Мы разом вздрогнули и взглянули на мертвую.

— Наташа, рассказывай! — взмолился я. — Может, будет легче.

— С бабушкиных похорон он приехал в ярости, и я решила уйти (Женечка давно дал мне свой ключ). Хотела собрать вещи и вдруг вспомнила, что оставила в прихожей сумочку — ту, с византийской мозаикой, мы в Венеции купили, помнишь?

— Она лежала на пьедестале статуи Петра.

— Да. Вышла — ты… Я как-то не обратила внимания, что ты делаешь с бокалом, только потом сообразила. В общем, я ничего не поняла, он появился с сигарой, ты сбежал, а он говорит так необычно серьезно: «Родька не в себе, мне кажется, он хочет умереть». Я машинально схватила косметичку (должно быть, застряло в голове, что за ней пришла) и побежала за тобой.

— Я тебя не видел.

— Нет. Ты несся по Садовому кольцу, я отстала, но поняла — к Киевскому. И поехала в Опочку.

— Ты здесь бывала?

— С какой стати? Но знала маршрут от Жени. Мне трудно объяснить. «Хочет умереть» — вы с братом заразили меня безумием. Я даже забыла про эту женщину.

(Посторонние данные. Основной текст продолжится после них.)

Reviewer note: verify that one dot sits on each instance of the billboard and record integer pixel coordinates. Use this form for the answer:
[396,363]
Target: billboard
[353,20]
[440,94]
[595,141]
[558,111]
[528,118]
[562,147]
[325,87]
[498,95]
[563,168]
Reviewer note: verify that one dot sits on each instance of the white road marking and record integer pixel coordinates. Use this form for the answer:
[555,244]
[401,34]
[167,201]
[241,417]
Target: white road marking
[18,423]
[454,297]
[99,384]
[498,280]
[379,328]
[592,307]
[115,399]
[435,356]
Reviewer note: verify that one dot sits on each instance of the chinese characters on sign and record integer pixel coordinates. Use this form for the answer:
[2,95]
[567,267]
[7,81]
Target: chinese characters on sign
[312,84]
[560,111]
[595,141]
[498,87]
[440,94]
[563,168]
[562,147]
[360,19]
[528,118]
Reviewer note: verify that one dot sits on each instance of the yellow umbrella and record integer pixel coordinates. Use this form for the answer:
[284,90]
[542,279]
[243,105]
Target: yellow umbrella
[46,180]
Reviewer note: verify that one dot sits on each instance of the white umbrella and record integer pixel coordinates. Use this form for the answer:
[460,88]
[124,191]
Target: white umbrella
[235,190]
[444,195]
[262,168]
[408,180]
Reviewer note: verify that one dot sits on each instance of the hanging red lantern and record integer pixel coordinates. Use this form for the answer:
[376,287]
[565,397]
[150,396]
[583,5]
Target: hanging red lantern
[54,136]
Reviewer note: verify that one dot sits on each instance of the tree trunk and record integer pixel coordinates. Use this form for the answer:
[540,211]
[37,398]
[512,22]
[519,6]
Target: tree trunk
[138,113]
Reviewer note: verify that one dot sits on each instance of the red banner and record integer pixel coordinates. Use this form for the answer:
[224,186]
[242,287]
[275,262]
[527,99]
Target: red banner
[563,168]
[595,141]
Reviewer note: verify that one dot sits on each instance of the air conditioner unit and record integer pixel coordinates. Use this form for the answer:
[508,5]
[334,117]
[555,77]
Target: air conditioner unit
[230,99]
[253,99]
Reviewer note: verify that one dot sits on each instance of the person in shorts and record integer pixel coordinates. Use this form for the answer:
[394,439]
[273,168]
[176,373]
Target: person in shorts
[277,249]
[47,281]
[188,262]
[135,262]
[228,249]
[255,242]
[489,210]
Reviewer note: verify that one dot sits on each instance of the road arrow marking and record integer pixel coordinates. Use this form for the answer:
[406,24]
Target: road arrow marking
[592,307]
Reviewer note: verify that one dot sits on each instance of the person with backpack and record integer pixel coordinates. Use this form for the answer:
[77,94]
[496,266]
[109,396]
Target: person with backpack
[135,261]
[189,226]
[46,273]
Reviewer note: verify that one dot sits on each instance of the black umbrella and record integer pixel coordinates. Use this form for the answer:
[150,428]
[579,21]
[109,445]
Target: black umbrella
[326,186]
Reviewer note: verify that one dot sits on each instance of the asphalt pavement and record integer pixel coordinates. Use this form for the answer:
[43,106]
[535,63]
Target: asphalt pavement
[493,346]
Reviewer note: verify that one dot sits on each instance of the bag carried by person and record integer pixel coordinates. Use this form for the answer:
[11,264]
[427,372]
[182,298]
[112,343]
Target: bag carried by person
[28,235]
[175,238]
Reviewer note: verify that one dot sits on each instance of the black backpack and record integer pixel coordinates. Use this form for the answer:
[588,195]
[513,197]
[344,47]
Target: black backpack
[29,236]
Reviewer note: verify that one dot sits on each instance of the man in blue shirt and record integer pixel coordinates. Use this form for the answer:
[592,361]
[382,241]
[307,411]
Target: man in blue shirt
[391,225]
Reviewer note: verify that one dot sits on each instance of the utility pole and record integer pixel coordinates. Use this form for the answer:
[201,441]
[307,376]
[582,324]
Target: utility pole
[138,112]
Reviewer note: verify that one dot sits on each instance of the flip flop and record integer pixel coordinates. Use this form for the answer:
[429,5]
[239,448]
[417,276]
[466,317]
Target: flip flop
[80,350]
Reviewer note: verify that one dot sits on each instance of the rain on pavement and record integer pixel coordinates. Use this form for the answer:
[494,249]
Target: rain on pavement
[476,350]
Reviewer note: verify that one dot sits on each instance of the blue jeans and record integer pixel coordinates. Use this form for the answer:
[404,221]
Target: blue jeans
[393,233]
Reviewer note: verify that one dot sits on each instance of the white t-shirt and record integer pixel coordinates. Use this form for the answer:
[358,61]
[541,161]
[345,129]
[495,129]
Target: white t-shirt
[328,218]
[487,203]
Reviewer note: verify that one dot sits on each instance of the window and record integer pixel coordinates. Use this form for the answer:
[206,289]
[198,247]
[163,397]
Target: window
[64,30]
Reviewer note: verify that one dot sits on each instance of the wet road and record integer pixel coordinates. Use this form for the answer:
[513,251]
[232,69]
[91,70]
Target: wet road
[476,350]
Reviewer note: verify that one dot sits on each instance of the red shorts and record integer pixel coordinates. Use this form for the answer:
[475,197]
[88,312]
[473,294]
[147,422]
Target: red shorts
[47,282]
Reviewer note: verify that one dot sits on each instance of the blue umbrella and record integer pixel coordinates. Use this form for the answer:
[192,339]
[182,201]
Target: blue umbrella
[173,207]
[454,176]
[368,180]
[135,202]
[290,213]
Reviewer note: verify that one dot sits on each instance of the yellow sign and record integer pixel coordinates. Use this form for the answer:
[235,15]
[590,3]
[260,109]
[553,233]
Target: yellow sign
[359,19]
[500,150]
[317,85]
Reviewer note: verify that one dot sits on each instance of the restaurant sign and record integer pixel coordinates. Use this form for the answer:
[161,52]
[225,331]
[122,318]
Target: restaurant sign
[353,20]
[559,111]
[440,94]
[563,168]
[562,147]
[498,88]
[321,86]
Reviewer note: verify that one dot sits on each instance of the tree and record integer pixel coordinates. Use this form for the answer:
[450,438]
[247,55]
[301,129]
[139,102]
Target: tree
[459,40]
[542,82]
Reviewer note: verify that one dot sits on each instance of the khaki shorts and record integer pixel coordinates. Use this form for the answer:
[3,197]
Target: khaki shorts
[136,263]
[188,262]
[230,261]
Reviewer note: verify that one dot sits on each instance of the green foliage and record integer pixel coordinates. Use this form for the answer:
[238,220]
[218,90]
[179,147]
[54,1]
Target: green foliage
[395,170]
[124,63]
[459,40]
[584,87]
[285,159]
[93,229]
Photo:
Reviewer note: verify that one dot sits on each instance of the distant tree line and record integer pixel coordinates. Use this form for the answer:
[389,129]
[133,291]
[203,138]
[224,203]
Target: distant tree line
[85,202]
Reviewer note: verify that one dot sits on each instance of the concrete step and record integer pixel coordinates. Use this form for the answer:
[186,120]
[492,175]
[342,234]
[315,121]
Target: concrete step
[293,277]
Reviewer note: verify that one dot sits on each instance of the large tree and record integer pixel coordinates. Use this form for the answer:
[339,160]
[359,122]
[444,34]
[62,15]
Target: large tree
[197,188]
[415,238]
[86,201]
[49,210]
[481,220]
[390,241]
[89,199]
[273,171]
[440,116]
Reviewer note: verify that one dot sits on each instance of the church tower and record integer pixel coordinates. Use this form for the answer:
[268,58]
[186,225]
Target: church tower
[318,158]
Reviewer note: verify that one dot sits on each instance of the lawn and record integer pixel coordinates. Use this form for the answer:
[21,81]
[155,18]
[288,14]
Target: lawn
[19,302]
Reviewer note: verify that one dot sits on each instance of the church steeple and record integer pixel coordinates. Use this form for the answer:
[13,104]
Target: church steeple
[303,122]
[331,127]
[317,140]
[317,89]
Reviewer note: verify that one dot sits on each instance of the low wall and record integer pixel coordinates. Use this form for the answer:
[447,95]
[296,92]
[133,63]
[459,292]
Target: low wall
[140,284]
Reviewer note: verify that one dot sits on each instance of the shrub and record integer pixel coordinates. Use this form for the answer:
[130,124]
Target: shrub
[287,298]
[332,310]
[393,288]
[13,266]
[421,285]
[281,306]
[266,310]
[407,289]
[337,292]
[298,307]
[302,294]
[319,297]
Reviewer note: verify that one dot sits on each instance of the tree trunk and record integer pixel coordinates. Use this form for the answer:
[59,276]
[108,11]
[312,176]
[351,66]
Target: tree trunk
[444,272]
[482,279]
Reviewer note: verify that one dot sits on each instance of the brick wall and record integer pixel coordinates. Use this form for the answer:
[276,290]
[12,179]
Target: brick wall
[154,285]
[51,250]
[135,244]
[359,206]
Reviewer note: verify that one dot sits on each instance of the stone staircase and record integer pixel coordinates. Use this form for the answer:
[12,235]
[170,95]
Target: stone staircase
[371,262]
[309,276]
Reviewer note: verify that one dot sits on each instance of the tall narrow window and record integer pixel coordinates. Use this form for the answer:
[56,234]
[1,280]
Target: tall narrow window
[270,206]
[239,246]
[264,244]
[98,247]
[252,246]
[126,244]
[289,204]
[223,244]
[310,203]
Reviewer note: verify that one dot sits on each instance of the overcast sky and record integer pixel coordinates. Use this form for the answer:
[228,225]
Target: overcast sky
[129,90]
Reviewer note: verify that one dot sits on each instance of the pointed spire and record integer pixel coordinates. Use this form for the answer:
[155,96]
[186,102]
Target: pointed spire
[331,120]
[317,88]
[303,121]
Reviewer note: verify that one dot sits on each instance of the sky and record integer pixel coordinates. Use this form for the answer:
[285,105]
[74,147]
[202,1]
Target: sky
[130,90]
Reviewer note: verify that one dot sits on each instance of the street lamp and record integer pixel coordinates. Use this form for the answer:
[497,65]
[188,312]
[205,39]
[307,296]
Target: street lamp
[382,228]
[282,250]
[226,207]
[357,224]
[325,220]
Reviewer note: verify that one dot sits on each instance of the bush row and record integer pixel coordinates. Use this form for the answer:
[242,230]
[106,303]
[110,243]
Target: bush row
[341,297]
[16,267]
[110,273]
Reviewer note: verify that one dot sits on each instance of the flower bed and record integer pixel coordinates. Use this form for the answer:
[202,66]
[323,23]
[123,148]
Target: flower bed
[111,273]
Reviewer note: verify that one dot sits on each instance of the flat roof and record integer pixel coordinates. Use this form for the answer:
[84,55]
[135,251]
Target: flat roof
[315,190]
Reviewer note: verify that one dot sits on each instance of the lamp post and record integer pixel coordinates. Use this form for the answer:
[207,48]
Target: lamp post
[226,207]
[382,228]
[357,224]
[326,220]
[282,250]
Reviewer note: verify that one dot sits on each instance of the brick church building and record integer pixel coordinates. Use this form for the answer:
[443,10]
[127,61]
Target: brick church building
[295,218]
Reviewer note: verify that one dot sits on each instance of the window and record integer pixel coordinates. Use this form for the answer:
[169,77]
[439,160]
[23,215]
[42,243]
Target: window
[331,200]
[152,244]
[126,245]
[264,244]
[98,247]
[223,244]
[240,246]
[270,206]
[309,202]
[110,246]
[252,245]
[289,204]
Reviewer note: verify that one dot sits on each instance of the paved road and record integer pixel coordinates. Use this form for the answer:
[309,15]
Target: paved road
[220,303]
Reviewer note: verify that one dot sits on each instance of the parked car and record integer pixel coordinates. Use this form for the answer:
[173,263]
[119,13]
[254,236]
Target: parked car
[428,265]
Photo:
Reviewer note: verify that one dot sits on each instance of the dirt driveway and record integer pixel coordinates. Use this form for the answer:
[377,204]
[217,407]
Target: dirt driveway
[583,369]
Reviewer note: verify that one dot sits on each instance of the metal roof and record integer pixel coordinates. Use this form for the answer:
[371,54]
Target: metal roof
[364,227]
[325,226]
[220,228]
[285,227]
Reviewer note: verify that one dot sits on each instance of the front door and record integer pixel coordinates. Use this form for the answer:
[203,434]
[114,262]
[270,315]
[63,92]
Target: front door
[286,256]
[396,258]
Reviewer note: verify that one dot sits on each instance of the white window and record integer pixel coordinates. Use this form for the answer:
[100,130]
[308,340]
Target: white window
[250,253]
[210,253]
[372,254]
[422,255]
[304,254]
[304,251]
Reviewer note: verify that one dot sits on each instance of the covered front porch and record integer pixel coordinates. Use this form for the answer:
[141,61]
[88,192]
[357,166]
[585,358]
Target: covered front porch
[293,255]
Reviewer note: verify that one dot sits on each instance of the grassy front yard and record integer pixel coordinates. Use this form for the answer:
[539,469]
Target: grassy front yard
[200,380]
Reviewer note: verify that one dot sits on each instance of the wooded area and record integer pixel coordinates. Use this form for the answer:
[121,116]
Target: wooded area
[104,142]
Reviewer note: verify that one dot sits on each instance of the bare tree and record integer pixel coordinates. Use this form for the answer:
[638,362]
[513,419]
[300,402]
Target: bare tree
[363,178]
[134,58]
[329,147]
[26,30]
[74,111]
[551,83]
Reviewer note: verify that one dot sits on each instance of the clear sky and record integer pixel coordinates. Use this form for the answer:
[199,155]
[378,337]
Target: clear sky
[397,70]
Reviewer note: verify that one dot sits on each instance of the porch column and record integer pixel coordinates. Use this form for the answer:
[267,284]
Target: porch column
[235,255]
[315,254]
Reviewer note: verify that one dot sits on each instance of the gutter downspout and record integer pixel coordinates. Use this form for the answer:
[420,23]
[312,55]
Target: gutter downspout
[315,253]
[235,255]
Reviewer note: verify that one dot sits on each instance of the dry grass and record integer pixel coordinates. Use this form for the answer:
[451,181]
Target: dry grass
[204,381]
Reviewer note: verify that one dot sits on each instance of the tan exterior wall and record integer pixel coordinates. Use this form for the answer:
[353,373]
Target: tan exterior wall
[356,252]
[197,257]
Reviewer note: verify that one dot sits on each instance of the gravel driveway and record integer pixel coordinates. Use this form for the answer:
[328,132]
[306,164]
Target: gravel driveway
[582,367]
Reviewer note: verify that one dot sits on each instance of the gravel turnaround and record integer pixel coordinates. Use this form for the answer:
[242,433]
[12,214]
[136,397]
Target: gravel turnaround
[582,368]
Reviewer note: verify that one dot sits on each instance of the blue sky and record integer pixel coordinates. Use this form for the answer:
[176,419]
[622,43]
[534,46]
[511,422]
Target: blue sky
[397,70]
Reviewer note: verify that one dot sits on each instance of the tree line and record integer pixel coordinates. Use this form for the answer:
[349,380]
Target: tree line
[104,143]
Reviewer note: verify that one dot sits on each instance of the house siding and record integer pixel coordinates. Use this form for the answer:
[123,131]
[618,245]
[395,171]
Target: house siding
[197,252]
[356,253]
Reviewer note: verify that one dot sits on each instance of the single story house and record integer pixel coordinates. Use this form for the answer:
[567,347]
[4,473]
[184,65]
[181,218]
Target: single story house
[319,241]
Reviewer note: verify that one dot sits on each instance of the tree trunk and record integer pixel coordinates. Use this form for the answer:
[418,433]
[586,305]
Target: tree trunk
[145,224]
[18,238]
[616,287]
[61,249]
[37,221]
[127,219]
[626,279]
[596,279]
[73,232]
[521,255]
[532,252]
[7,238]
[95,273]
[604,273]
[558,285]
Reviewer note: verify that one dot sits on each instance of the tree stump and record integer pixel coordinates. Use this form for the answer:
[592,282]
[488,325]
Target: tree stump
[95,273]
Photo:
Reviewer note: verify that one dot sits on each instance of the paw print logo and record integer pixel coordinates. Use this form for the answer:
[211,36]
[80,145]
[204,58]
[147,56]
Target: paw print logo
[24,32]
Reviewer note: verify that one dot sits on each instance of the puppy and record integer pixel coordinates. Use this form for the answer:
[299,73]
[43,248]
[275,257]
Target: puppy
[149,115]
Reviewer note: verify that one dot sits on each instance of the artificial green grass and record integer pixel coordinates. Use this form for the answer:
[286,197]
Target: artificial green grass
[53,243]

— Как же мы не столкнулись хотя бы в автобусе?

— Где?.. А, я на попутке, до больницы санитарная машина подбросила. Прошла проселком.

— Я все время чувствовал, что меня преследуют в потемках, но думал — крыша поехала.

Она кивнула отстраненно.

— Я про нее забыла. А когда увидела вас на крыльце, как вы обнимались, то ушла. Шла и шла, поздно, пешком до станции. Она действительно умерла?

Я кивнул.

— Это правильно. Я опоздала на последнюю электричку и сидела на лавочке на платформе, когда ко мне подошел старик (с электрички из Москвы) и спросил: «Деточка, что-то случилось?» Я сказала: «Не знаю». И он взял меня с собой. По дороге в больницу он что-то рассказывал с увлечением, я не слушала… вдруг — твое имя: Родион Петрович. И я услыхала целую повесть о наследстве, о смерти Марьи Павловны.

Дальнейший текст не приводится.